"No change whatsoever" in scientists' conviction that climate change is occurring
Despite some politicians and TV personalities claiming that climate change is dead, a panel of influential US and European scientists held a press conference at the annual meeting of the American Association for the Advancement of Science to set the record straight on the state of the science and the recent media frenzy against climate change.
"There has been no change in the scientific community, no change whatsoever" in the consensus that globally temperatures are rising, said Gerald North, professor of atmospheric sciences at Texas A&M University. Recent data has shown that the decade from 2000-2009 was the warmest decade on record.

The scientific theory of climate change has been battered in the media lately by a scandal involving leaked emails from prominent climate change scientists, the discovery of errors in the Intergovernmental Panel on Climate Change (IPCC) report, and, most recently, unusually large snow storms on the US's east coast. Yet, scientists say that none of these 'scandals' diminish the science of climate change.
"The reporting on this has been truly abominable," said ocean scientist James McCarthy of Harvard in regards to the snow storms on the east coast. While media outlets, some politicians, and well-known figures—such as business-mogul and TV personality Donald Trump—have stated that the record snowfalls have proven climate change wrong, the science behind climate change has in fact predicted larger precipitation events due to a warmer atmosphere, and therefore increased evaporation.
The heightened backlash against climate science began when emails were hacked from the East Anglican University server last fall. While the scientists admit the emails were embarrassing, they have explained time and again that sentences in the emails were in fact taken out of context. For example, the media jumped on the use of the word 'trick' in one of the emails, but the word trick in scientific parlance simply means a shortcut or clever way to fixing a problem.

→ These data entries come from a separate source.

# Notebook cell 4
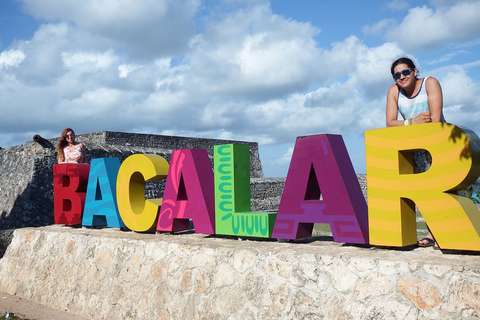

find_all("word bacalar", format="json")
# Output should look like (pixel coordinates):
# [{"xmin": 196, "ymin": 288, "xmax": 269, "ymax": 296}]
[{"xmin": 53, "ymin": 123, "xmax": 480, "ymax": 251}]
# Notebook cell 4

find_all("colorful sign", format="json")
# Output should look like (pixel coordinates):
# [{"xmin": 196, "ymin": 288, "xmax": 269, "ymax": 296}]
[{"xmin": 52, "ymin": 123, "xmax": 480, "ymax": 251}]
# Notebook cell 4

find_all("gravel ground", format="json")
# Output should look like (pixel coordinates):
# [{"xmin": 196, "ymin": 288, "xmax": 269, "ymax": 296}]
[{"xmin": 0, "ymin": 292, "xmax": 86, "ymax": 320}]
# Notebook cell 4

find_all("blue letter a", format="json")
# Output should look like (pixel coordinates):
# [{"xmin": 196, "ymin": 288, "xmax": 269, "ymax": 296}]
[{"xmin": 82, "ymin": 158, "xmax": 125, "ymax": 228}]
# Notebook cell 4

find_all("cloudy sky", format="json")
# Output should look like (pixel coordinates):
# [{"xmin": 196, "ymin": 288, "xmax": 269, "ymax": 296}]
[{"xmin": 1, "ymin": 0, "xmax": 479, "ymax": 177}]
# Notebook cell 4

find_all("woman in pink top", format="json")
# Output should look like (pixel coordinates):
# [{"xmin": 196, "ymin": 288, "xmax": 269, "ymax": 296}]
[{"xmin": 56, "ymin": 128, "xmax": 86, "ymax": 163}]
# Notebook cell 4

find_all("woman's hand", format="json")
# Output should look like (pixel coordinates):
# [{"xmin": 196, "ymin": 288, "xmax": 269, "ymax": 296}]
[{"xmin": 412, "ymin": 111, "xmax": 431, "ymax": 124}]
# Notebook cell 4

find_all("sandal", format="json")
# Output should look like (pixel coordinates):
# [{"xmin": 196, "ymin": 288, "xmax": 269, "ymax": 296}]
[{"xmin": 418, "ymin": 237, "xmax": 435, "ymax": 247}]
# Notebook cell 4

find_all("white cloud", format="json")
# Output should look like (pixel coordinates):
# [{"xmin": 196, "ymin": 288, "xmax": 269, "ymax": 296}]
[
  {"xmin": 13, "ymin": 23, "xmax": 70, "ymax": 84},
  {"xmin": 62, "ymin": 51, "xmax": 117, "ymax": 71},
  {"xmin": 0, "ymin": 49, "xmax": 25, "ymax": 69},
  {"xmin": 362, "ymin": 19, "xmax": 394, "ymax": 36},
  {"xmin": 429, "ymin": 0, "xmax": 476, "ymax": 7},
  {"xmin": 64, "ymin": 88, "xmax": 123, "ymax": 113},
  {"xmin": 439, "ymin": 67, "xmax": 480, "ymax": 127},
  {"xmin": 385, "ymin": 2, "xmax": 480, "ymax": 51},
  {"xmin": 19, "ymin": 0, "xmax": 200, "ymax": 58},
  {"xmin": 118, "ymin": 64, "xmax": 138, "ymax": 78},
  {"xmin": 186, "ymin": 4, "xmax": 322, "ymax": 99},
  {"xmin": 387, "ymin": 0, "xmax": 409, "ymax": 11},
  {"xmin": 427, "ymin": 51, "xmax": 469, "ymax": 65},
  {"xmin": 274, "ymin": 146, "xmax": 293, "ymax": 168}
]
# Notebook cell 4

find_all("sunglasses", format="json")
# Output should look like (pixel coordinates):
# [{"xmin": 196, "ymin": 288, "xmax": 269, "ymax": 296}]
[{"xmin": 393, "ymin": 68, "xmax": 415, "ymax": 80}]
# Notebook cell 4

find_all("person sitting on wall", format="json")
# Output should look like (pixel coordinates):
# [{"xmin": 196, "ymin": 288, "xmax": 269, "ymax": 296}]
[
  {"xmin": 56, "ymin": 128, "xmax": 87, "ymax": 164},
  {"xmin": 385, "ymin": 57, "xmax": 446, "ymax": 250}
]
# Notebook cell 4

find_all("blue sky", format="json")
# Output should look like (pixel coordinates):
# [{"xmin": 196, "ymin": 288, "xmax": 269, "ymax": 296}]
[{"xmin": 1, "ymin": 0, "xmax": 479, "ymax": 177}]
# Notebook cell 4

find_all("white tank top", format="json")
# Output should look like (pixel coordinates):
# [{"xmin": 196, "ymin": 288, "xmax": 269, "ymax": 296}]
[{"xmin": 397, "ymin": 77, "xmax": 446, "ymax": 122}]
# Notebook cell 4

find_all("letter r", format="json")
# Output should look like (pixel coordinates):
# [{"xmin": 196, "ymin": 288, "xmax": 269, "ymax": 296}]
[{"xmin": 365, "ymin": 123, "xmax": 480, "ymax": 250}]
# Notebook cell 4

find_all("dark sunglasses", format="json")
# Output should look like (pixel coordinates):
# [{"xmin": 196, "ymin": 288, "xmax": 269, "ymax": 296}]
[{"xmin": 392, "ymin": 68, "xmax": 415, "ymax": 80}]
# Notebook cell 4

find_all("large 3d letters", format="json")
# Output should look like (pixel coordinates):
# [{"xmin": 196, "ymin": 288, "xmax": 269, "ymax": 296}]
[
  {"xmin": 365, "ymin": 123, "xmax": 480, "ymax": 250},
  {"xmin": 157, "ymin": 149, "xmax": 215, "ymax": 234},
  {"xmin": 272, "ymin": 134, "xmax": 369, "ymax": 242},
  {"xmin": 116, "ymin": 154, "xmax": 169, "ymax": 232},
  {"xmin": 214, "ymin": 144, "xmax": 277, "ymax": 238},
  {"xmin": 53, "ymin": 163, "xmax": 90, "ymax": 225},
  {"xmin": 82, "ymin": 158, "xmax": 125, "ymax": 228}
]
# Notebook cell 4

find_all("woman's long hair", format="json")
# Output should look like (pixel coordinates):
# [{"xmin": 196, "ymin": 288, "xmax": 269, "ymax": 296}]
[{"xmin": 56, "ymin": 128, "xmax": 74, "ymax": 162}]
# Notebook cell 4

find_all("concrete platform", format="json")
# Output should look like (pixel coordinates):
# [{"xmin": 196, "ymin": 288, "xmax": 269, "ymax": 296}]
[{"xmin": 0, "ymin": 226, "xmax": 479, "ymax": 319}]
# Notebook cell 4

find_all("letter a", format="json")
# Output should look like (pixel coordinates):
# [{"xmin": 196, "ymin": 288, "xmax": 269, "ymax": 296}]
[
  {"xmin": 272, "ymin": 134, "xmax": 369, "ymax": 243},
  {"xmin": 83, "ymin": 158, "xmax": 125, "ymax": 228},
  {"xmin": 53, "ymin": 163, "xmax": 90, "ymax": 225},
  {"xmin": 365, "ymin": 123, "xmax": 480, "ymax": 250},
  {"xmin": 157, "ymin": 149, "xmax": 215, "ymax": 234}
]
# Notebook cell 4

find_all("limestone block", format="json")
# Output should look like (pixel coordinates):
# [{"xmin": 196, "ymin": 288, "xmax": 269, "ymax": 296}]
[
  {"xmin": 354, "ymin": 272, "xmax": 391, "ymax": 301},
  {"xmin": 264, "ymin": 258, "xmax": 293, "ymax": 279},
  {"xmin": 446, "ymin": 276, "xmax": 480, "ymax": 317},
  {"xmin": 422, "ymin": 263, "xmax": 453, "ymax": 278},
  {"xmin": 213, "ymin": 263, "xmax": 236, "ymax": 288},
  {"xmin": 331, "ymin": 264, "xmax": 359, "ymax": 293},
  {"xmin": 350, "ymin": 256, "xmax": 377, "ymax": 273},
  {"xmin": 233, "ymin": 249, "xmax": 257, "ymax": 274},
  {"xmin": 289, "ymin": 288, "xmax": 325, "ymax": 320},
  {"xmin": 364, "ymin": 299, "xmax": 414, "ymax": 320},
  {"xmin": 325, "ymin": 295, "xmax": 363, "ymax": 320},
  {"xmin": 397, "ymin": 276, "xmax": 441, "ymax": 310},
  {"xmin": 258, "ymin": 282, "xmax": 290, "ymax": 320}
]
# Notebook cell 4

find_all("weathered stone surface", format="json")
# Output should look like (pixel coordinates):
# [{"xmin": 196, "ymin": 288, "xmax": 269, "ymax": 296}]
[
  {"xmin": 446, "ymin": 276, "xmax": 480, "ymax": 317},
  {"xmin": 1, "ymin": 226, "xmax": 479, "ymax": 320},
  {"xmin": 397, "ymin": 276, "xmax": 441, "ymax": 310},
  {"xmin": 354, "ymin": 272, "xmax": 391, "ymax": 301}
]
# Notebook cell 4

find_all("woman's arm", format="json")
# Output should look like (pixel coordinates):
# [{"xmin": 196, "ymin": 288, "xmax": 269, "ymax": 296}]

Next came the revelation that the IPCC report had a number of mistakes in it, including a prediction that Himalayan glaciers could melt by 2035. Although, the mistake has been flaunted in the media, McCarthy said that such mistakes were "careless", but minor in the big picture. The IPCC report spans thousands of pages, but has been undermined in the media, according to McCarthy, by "two sentences on glaciers".
Still, McCarthy added that IPCC should have done a full and public examination of how the errors occurred: “The names of the authors, who was on the review, what happened—it all should have been up there, and it wasn’t done. And I think that the institution was hurt as a result,”
"The greater the stature of the institution," McCarthy added "the harder the fall."
Climatologists have been taken aback by the forcefulness of attacks against climate change and sometimes targeting researchers personally.
"One guy e-mailed me to say I'm a 'whore for the global warming crowd,'" said climatologist Gerald North. He also pointed out that this sort of hateful rhetoric was seen in mainstream news by showing a quote from TV personality Glenn Beck who suggested that if the IPCC had been run by the Japanese they should have committed mass-suicide by "hari-kari".
"The situation is completely out of hand," North commented.
Part of the problem scientists say is that they do not have the training to be media-savvy nor how to easily convey their findings to the public.
"We are very immature in our public communications," North commented. "We need some coaching."
Ralph Cicerone, president of the National Academy of Science and chair of the National Research Council agreed: "A lot of what we need to do is translate basic information into terms the public can understand."
Researchers made a "tactical error" by not responding to the attacks in public and allowing "the situation to get out of control," said Sheila Jasanoff, policy expert at Harvard University. She added: "There is a kind of arrogance—we are scientists and we know best. That needs to change."
Lord Martin Rees, president of the Royal Society in the U.K concluded that while some of the details of climate change were uncertain, "we think despite all the uncertainties...action is justified and indeed imperative."